Exceptional Parents, what are the best ways you have for handling stress and exhaustion? What recommendations do you have for other parents? Remember, you need to be able to not take your child’s mood swings seriously when they are tired, and show them the right way to handle stress and exhaustion and learn from their mistakes. If you can’t, they will often surprise you by modelling good behavior to you when given the chance. Give them that chance. Until next time.

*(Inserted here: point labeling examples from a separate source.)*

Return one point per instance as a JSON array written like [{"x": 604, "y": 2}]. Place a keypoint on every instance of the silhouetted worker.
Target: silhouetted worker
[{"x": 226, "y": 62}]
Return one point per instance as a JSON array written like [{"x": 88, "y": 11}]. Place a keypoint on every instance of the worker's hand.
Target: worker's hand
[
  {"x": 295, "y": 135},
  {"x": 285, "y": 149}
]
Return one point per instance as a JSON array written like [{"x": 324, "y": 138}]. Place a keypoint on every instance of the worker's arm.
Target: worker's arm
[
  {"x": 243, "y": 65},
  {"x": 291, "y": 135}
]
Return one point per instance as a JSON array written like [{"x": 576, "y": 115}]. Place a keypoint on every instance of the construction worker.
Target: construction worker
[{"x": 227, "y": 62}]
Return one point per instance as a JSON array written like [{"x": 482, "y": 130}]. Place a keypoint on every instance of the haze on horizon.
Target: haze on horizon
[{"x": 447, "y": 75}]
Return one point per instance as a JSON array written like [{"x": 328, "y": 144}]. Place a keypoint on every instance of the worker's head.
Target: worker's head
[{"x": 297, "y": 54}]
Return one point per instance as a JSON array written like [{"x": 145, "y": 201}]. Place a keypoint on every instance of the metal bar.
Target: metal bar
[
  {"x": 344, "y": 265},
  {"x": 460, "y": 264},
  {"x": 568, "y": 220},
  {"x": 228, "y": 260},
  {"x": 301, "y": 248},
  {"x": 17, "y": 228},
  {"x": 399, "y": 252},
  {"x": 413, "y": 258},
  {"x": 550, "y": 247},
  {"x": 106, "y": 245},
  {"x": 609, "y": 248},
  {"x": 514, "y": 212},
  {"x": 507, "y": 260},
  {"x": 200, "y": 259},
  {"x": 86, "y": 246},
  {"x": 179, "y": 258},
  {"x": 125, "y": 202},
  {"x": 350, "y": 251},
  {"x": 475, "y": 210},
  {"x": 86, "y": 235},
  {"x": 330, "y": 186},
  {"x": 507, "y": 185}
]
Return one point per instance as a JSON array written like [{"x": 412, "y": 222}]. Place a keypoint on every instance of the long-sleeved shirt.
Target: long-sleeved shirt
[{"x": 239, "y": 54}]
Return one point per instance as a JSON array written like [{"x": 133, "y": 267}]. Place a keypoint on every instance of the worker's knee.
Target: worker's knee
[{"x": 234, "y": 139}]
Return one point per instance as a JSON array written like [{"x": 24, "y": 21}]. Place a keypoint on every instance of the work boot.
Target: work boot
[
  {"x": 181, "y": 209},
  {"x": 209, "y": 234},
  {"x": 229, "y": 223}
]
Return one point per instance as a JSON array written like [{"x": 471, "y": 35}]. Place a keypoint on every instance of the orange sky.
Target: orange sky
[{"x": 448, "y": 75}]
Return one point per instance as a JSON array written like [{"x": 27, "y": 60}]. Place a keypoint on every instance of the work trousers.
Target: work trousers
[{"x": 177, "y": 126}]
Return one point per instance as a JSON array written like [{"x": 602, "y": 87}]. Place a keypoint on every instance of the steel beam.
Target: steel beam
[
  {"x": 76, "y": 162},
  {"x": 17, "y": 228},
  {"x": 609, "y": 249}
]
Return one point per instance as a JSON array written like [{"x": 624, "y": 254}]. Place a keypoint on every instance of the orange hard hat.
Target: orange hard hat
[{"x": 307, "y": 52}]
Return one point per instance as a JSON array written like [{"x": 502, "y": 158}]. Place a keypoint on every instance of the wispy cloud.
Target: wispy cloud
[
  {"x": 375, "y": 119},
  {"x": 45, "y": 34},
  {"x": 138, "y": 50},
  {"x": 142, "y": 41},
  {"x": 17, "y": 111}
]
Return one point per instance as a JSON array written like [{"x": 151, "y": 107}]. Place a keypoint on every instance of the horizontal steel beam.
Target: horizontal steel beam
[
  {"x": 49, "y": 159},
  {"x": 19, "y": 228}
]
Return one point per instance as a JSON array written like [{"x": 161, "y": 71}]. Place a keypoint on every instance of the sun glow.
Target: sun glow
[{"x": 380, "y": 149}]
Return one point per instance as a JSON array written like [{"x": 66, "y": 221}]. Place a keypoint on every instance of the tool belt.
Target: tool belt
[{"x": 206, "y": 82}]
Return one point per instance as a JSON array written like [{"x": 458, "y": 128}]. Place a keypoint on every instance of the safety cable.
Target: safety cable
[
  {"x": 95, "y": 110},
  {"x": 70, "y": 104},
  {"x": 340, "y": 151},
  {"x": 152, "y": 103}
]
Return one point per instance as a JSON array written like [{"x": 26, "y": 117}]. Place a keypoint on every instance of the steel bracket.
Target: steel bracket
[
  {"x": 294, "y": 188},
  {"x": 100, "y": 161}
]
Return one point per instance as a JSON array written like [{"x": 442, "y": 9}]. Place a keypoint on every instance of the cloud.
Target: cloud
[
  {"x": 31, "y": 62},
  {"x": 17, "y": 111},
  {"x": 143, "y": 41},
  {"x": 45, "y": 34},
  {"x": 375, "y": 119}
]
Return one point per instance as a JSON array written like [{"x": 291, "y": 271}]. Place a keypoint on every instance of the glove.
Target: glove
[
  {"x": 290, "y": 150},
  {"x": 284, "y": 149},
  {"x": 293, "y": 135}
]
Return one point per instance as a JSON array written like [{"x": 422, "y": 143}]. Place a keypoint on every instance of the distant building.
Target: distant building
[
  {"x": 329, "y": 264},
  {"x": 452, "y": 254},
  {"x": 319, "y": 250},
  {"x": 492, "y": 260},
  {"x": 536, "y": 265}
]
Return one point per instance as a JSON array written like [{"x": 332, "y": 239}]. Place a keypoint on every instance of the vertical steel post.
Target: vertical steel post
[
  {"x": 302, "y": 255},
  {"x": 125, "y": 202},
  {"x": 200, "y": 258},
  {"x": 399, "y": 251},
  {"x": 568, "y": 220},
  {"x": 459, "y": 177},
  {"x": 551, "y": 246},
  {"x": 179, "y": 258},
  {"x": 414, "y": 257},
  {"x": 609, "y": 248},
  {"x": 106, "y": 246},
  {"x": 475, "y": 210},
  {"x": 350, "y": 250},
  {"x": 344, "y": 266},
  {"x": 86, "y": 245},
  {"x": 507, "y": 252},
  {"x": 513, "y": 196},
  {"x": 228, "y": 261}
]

I am a writer, speaker and parent coach. I blog about how my exceptional son with autism and type 1 diabetes is raising me to a better human being and exceptional mom. My mission is to empower other exceptional parents to trust in their parenting instinct while letting their exceptional child open their eyes to all that is possible! For more information on my coaching services and to download a copy of my FREE EBOOK “5 WAYS TO HANDLE EXCEPTIONAL FAMILY ANXIETY” see my website, http://www.creatingexceptionalparenting.com.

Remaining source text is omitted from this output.